3.2.2 Semantic-wise fusion module

In the joint representation of multimodal emotion recognition, different modalities have both common and unique semantic characteristics in the semantic space. The invariant features of heterogeneous modalities reflect the shared motives and goals expressed by each modality and these invariant features contribute to the understanding of global emotional states. Meanwhile, the specific features of heterogeneous modalities emphasize the distinctive emotions expressed by each modality. If their joint representation without considering weights, it may result in the model failing to handle the interrelationship between invariant and specific features across heterogeneous modalities. This will lead to a negative impact on emotion recognition tasks. To address this issue, this study proposes a Semantic-Wise Fusion (SWF) module to enable adaptive weight assignment between modality invariant and specific features, thereby obtaining an efficient joint multimodal representation. The structure of the module is shown in Fig. 5.

Fig. 5
figure 5

Schematic diagram of Semantic-wise Fusion module, where C represents the output size of the unified multimodal feature dimension after the encoder

The specific and invariant features \(h^{a} ,h^{v} ,h^{t} ,H^{a} ,H^{v} ,H^{t}\) of heterogeneous modalities are used as input. And global Avgpool operation is performed on each of the above features, respectively, to obtain the global context information with scale \(1 \times C\). Then the global context information is fused to obtain the fusion feature with scale \(1 \times 6C\). The fusion feature is input into an FC layer, and then the output of the FC layer is split into 6 contexts with scale \(1 \times C\). In the following, the 6 contexts are activated by the sigmoid function to obtain the fusion weights \(V_{1} ,V_{2} ,V_{3} ,V_{4} ,V_{5} ,V_{6}\) of the 6 different features. Finally, the fusion weights multiply with the corresponding input \(h^{a} ,h^{v} ,h^{t} ,H^{a} ,H^{v} ,H^{t}\) and obtain \(h_{fusion}\) with adaptive fusion weights. This design fully utilizes the invariant features and specific features to achieve efficient multimodal feature fusion to implement more accurate emotion recognition. The calculation process of joint multimodal representation \(h_{{{\text{fusion}}}}\) with adaptive fusion weights is represented as formula (2).

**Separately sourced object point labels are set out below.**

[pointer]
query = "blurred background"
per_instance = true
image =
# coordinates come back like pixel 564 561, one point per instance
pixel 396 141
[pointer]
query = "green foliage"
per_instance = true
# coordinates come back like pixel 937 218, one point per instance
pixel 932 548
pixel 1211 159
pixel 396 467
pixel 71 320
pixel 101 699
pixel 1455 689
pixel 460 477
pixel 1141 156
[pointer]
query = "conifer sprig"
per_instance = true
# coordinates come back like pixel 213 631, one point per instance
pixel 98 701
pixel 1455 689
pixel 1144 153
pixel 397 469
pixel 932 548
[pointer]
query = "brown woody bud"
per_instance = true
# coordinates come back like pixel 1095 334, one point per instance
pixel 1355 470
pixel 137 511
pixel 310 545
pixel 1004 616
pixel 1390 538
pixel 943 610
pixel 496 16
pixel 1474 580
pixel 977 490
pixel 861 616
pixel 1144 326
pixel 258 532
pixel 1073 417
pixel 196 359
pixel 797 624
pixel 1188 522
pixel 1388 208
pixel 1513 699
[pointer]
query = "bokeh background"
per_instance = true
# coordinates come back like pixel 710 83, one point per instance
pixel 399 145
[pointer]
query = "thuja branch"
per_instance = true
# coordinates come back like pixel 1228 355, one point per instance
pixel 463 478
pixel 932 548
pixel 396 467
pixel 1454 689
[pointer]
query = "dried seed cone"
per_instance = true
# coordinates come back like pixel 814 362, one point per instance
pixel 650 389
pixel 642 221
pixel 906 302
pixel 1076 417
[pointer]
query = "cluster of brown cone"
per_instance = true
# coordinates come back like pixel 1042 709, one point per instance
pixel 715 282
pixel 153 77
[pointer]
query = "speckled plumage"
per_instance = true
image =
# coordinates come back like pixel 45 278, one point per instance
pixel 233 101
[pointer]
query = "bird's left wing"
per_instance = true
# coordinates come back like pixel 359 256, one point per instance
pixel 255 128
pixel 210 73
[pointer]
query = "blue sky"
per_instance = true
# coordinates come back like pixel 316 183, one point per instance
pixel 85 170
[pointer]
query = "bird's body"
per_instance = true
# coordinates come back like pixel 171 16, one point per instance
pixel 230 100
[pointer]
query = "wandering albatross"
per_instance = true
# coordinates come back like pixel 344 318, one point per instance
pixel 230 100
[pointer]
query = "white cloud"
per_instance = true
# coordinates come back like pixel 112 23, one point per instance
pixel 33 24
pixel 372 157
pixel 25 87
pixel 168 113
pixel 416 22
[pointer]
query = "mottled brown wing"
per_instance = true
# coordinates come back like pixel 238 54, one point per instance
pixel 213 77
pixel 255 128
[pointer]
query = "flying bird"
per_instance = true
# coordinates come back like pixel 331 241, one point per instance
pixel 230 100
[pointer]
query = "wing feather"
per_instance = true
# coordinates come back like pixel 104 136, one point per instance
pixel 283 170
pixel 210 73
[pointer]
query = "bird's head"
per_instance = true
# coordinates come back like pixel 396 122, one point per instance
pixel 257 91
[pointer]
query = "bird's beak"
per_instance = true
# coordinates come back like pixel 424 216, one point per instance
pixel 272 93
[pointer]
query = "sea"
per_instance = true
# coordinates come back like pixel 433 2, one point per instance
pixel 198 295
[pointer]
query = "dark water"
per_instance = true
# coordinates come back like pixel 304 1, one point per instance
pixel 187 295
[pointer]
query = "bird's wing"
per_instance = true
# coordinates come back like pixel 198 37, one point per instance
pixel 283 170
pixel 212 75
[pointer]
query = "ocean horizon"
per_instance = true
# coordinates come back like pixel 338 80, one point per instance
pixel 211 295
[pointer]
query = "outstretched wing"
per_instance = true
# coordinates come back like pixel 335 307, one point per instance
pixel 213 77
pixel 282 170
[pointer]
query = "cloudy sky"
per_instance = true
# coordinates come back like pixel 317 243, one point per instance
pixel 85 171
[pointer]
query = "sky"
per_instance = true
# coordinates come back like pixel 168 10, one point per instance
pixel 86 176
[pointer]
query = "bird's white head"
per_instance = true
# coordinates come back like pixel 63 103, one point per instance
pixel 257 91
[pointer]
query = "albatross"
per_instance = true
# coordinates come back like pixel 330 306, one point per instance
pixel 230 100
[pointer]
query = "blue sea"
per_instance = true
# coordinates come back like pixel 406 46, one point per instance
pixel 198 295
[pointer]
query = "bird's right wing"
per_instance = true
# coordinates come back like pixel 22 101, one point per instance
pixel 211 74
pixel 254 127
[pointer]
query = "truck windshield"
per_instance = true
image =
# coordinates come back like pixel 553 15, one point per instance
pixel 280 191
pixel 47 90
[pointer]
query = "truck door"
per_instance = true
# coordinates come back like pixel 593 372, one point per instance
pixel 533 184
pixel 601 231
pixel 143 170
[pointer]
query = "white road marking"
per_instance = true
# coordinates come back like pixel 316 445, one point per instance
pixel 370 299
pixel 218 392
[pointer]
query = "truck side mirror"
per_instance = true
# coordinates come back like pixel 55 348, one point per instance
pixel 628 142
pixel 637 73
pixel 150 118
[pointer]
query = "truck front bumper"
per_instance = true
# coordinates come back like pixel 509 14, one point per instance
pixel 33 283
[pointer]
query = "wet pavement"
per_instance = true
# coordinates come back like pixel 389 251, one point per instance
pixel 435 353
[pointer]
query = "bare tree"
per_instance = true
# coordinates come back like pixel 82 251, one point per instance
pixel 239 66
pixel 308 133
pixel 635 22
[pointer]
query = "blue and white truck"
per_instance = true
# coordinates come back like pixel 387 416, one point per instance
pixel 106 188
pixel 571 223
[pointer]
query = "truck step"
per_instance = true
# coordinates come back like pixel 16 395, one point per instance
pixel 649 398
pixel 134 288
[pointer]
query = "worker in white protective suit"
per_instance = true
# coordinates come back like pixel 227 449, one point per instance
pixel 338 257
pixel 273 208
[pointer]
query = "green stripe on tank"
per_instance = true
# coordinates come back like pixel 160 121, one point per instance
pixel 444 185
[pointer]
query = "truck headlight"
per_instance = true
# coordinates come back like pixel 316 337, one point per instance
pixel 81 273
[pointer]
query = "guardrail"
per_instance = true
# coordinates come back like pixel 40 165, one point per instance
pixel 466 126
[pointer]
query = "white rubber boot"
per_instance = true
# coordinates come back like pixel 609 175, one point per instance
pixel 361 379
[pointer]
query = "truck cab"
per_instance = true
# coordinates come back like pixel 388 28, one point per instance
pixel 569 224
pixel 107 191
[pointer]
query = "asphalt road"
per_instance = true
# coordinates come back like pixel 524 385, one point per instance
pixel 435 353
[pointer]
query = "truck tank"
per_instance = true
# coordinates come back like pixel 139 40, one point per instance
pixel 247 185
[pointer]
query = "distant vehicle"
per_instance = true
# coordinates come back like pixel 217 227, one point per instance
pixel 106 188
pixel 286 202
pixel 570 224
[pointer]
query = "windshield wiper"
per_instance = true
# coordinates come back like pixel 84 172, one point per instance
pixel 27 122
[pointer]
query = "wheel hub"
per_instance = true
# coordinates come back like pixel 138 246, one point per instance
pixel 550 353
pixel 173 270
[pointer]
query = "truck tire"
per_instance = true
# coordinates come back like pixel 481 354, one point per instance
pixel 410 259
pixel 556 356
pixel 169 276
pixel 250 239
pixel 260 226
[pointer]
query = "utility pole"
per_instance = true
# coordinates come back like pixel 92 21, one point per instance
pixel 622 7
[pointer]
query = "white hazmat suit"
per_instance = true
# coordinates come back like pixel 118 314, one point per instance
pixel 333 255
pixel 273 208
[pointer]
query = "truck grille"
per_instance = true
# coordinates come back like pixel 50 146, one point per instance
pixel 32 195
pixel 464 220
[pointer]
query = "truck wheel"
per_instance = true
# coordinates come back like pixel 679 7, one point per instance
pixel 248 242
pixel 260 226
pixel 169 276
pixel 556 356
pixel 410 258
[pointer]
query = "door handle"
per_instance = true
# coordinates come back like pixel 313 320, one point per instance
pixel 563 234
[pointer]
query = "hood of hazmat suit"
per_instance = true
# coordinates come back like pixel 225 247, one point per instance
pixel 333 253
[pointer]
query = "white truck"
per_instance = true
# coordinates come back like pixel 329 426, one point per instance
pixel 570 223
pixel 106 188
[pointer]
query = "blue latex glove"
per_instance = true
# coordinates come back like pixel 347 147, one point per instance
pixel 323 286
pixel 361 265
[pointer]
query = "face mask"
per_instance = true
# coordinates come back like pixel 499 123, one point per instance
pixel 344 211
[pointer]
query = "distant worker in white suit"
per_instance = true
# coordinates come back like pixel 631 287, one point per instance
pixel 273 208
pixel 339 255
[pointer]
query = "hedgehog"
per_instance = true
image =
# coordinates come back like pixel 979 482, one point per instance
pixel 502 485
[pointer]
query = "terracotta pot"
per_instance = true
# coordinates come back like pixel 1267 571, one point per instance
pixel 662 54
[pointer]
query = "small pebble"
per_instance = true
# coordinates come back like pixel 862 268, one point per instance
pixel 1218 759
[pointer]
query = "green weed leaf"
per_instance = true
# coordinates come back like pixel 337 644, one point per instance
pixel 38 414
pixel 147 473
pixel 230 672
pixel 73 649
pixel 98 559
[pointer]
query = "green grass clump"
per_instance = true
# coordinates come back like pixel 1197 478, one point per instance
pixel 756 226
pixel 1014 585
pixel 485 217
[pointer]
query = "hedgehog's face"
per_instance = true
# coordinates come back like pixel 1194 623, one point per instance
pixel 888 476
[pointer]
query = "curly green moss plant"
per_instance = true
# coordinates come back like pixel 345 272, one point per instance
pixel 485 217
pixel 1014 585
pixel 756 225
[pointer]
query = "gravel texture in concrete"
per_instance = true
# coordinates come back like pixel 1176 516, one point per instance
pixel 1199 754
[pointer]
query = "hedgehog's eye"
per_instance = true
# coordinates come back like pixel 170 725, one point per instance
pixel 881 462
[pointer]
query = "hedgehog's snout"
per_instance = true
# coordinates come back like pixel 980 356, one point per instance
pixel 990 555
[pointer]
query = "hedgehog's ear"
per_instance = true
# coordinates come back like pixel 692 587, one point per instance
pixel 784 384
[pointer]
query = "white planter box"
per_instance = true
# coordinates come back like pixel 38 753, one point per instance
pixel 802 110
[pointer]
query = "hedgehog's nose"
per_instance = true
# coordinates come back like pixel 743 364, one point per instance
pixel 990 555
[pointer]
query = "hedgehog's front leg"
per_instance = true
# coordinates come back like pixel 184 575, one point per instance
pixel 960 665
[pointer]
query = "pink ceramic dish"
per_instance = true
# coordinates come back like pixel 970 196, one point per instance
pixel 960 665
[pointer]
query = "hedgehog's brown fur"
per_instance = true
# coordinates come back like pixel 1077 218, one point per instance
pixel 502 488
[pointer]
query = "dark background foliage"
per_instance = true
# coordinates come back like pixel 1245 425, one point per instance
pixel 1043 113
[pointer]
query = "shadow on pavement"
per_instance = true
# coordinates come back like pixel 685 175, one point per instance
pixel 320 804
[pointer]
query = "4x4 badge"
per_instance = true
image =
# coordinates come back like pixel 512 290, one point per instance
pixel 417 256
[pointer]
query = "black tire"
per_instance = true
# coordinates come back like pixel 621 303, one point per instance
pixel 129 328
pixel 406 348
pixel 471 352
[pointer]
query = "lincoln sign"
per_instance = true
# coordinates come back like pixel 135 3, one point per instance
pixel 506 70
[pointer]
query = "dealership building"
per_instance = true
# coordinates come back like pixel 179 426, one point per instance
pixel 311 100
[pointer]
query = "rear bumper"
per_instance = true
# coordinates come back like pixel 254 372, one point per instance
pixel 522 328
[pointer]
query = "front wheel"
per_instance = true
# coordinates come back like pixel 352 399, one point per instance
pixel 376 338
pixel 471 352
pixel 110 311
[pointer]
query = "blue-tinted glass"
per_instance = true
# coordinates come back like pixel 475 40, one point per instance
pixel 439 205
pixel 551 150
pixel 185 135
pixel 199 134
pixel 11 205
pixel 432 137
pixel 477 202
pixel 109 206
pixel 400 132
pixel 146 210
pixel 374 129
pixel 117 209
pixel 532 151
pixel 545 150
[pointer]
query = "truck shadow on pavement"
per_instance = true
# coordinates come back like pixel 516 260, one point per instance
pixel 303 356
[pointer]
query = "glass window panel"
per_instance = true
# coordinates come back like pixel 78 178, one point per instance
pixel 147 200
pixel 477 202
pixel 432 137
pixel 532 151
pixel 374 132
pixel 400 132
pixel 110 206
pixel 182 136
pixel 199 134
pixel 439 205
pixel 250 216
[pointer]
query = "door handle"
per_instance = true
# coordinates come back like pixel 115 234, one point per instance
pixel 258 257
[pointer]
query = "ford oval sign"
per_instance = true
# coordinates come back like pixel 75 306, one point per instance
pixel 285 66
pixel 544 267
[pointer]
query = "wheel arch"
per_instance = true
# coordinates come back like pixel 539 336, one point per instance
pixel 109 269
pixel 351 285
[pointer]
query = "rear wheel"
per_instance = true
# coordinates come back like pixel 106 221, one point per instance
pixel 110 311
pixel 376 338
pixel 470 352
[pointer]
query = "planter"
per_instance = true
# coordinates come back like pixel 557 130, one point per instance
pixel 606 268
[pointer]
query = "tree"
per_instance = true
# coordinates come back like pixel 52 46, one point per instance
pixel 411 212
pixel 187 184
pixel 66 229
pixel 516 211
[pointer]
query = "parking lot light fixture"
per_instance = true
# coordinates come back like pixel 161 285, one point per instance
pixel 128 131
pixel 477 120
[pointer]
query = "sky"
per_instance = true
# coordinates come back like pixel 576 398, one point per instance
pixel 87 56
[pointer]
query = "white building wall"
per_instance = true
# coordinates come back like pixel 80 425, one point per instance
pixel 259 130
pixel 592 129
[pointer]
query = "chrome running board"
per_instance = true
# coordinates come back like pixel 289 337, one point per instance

$$h_{{{\text{fusion}}}} = h^{a} \times V_{1} + h^{v} \times V_{2} + h^{t} \times V_{3} + H^{a} \times V_{4} + H^{v} \times V_{5} + H^{t} \times V_{6}$$
(2)

3.3 Semantic-wise feature guided imagination module under missing modalities

To ensure the stability and accuracy of emotion recognition under missing modalities, this study introduces the Semantic-Wise Feature Guided Imagination (SWGI) module in the construction of the SWG-MMIN model. The SWGI module enables the SWG-MMIN model to imagine missing modality data under different missing-modality conditions. The structure of the SWGI module is shown in Fig. 6.

Fig. 6
figure 6

Detailed structure of Semantic-Wise Feature Guided Imagination module

The SWGI module employs a cascaded auto-encoder structure containing N auto-encoders to predict the multimodal embeddings of missing modalities based on the available modalities. Different from MMIN (Zhao, Li and Jin [37]), which directly inputs modality-specific features after concatenation, the SWGI module also reads the available modality adaptive fusion feature \(h_{{{\text{fusion}}}}\) and cascaded input it into each auto-encoder. The fused feature involves both the unique semantics of specific features and the shared semantics of invariant features, assisting the generation of missing modality data and alleviating the gap among heterogeneous modalities.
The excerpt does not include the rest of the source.